I would prefer not having to setup every device on my network individually, so that leaves me with either setting it up on the router or on the Pi. I just fiddled with the router settings a bit, but could not find out how to make it point DNS requests of a local domain to my Pi - and ideally, I’d have it configured as part of my NixOS config, just like I did for the main hostname. But I take it that that’s not possible then?

TLATER · February 11, 2025, 3:34pm

No, or well, not how you’d like most likely. Ultimately your clients need to know the IP address of your pi, and before your pi shares that information with the network there’s no
way for them to know. It’d be a mess if any machine could just claim any arbitrary domain name, so there’s no way to do that.

You’ll have to run a DNS server somewhere, or configure your router’s DHCP settings to assign a hostname - you already do the latter, and clearly your pi is available under that hostname.

What you could do is use nextcloud.${hostname}, and then access nextcloud on your intranet that way, if you just care about the subdomain.

Or if you really wanted to, you could host a DNS server on your pi, configure your chosen local zone on there, and configure your router to send across your pi’s IP address as the DNS server’s. Then all your computers (save for those that override the dhcp DNS server, though you could MITM DNS requests, unless your devices use one of the secure DNS transports) would go and ask your pi about all domain names, and you could pretty much configure anything you want (with your NixOS config). That’d be the way to go for a more serious homelab setup.

You could even go a step further and host wireguard on your pi and then have it host its own dhcp server, then you could use dyndns to let your devices use it as a VPN (after forwarding whatever port your wireguard setup expects), expanding access to your intranet to any device anywhere with a very minimal attack surface - you wouldn’t even need to do the masquerading thing that people usually associate with VPNs, it can just be a subnet. That’d be the really serious homelab setup

Vincent · February 11, 2025, 3:53pm

Thanks, this is enlightening! Eventually I’ll probably go the hosting-a-DNS-server on my Pi, since I’d like to look at running Pi-Hole there too. However, for now…

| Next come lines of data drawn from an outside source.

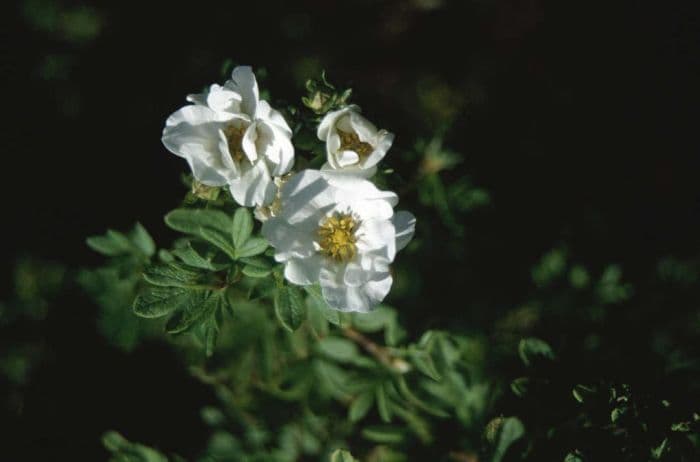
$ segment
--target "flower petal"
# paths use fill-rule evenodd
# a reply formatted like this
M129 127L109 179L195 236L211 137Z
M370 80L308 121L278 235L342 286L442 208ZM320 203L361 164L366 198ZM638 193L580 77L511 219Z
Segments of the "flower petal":
M284 277L300 286L315 284L321 272L322 258L318 254L308 258L292 258L284 267Z
M229 187L236 202L245 207L269 204L277 191L263 161L255 162L240 178L231 180Z
M287 121L284 120L282 113L270 107L270 104L267 101L261 100L258 102L258 110L255 116L260 120L264 120L265 122L275 125L282 132L286 133L287 136L292 136L292 129L289 128L289 124L287 124Z
M328 305L340 311L366 313L384 300L391 289L391 275L382 274L375 280L352 287L345 284L342 272L321 268L321 292Z
M238 113L241 111L241 99L238 93L213 84L207 95L207 106L214 111Z
M394 143L394 134L386 130L380 130L377 133L377 138L374 143L374 150L362 163L364 168L374 167L386 156L387 151L389 151L389 148L391 148L391 145Z
M416 231L416 217L411 212L401 210L391 218L396 229L396 250L406 247Z
M308 258L316 253L315 234L292 226L280 217L270 217L263 223L262 235L275 248L275 260L290 261L293 258Z
M194 177L209 186L226 184L219 148L219 116L206 106L185 106L165 122L162 142L175 155L187 159Z

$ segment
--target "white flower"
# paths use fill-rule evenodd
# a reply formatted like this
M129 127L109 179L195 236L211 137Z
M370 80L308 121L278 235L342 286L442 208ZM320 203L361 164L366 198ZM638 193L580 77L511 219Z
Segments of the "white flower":
M396 194L351 175L303 170L280 189L262 233L290 282L319 282L328 304L369 311L389 293L389 264L413 237L415 218L394 214Z
M258 96L248 66L233 70L223 86L189 95L194 103L165 122L163 144L184 157L194 177L208 186L228 186L241 205L272 202L273 176L292 168L292 131L282 115Z
M323 170L336 170L368 178L377 171L394 142L394 135L377 130L360 115L360 108L348 106L325 115L318 126L318 138L326 142Z

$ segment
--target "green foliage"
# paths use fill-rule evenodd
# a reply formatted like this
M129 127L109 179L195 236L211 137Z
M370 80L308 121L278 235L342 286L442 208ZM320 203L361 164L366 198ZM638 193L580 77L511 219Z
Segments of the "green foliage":
M288 110L295 147L304 151L300 168L323 162L319 116L351 94L325 76L307 90L310 111ZM465 218L491 203L470 178L450 176L464 159L444 139L439 131L404 152L402 160L415 167L410 182L390 168L375 178L413 194L423 207L420 220L434 224L407 249L415 268L427 261L462 265L449 254L464 246ZM472 300L465 290L455 309L469 313L467 326L436 323L432 300L424 313L389 305L343 313L328 306L318 285L284 279L248 209L218 189L191 180L186 186L182 206L165 216L179 233L174 242L156 251L139 224L91 237L87 244L105 264L78 279L100 306L101 330L112 344L131 350L144 337L168 342L213 390L216 404L202 409L209 439L194 460L696 460L697 409L650 385L591 372L608 360L610 342L624 343L607 322L636 313L623 310L637 301L638 288L621 265L590 266L562 241L529 262L532 287L512 307ZM685 290L697 282L697 267L665 258L654 283ZM424 289L415 268L395 268L399 303L410 304ZM31 278L25 282L18 286L31 292ZM2 320L8 309L0 310ZM650 375L697 371L693 351L669 340L682 332L691 344L693 323L696 317L645 338L656 355ZM0 372L22 382L29 356L21 349L5 355ZM115 461L168 460L113 432L103 442ZM613 449L601 450L606 444Z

What you could do is use nextcloud.${hostname}, and then access nextcloud on your intranet that way, if you just care about the subdomain.

This actually sounds perfect! Would you have any pointers that I could look into on how to set that up, by any chance?

TLATER · February 11, 2025, 5:45pm

Afaict all you need to do is change this:

To this:

services.nextcloud = {
    enable = true;
    package = pkgs.nextcloud30;
    hostName = "nextcloud.${config.networking.hostName}";

The only thing this changes is that nginx will now read the incoming URL and if it matches “nextcloud.<hostname>” it will serve the nextcloud php files. Any requests to your hostname will resolve to your pi, and the subdomain should be ignored for that IP assignment, so it’s basically just metadata for nginx.

Vincent · February 11, 2025, 8:56pm

Hmm, that would’ve been amazing, but unfortunately doesn’t seem to do it. At first it fails as such:

× acme-nextcloud.pi.service - Renew ACME certificate for nextcloud.pi
     Loaded: loaded (/etc/systemd/system/acme-nextcloud.pi.service; enabled; preset: ignored)
     Active: failed (Result: exit-code) since Tue 2025-02-11 21:28:45 CET; 9s ago

After commenting out

        #forceSSL = true;
        #enableACME = true;

it does succeed, but then trying to visit http://nextcloud.pi results in a server not found error

TLATER · February 11, 2025, 10:06pm

Yes, you can’t ask letsencrypt to certify that you are the canonical owner of the hostname pi. If you want to have SSL on your intranet, you’ll have to use a self-signed certificate (or have your own root CA whose certificates you install on all your devices).

That’s unfortunate, I dug around a bit and it looks like not all dhcp implementations support this. Perhaps a local DNS server is your only option. Many routers come with features for this, though, check if it supplies a .local tld somewhere.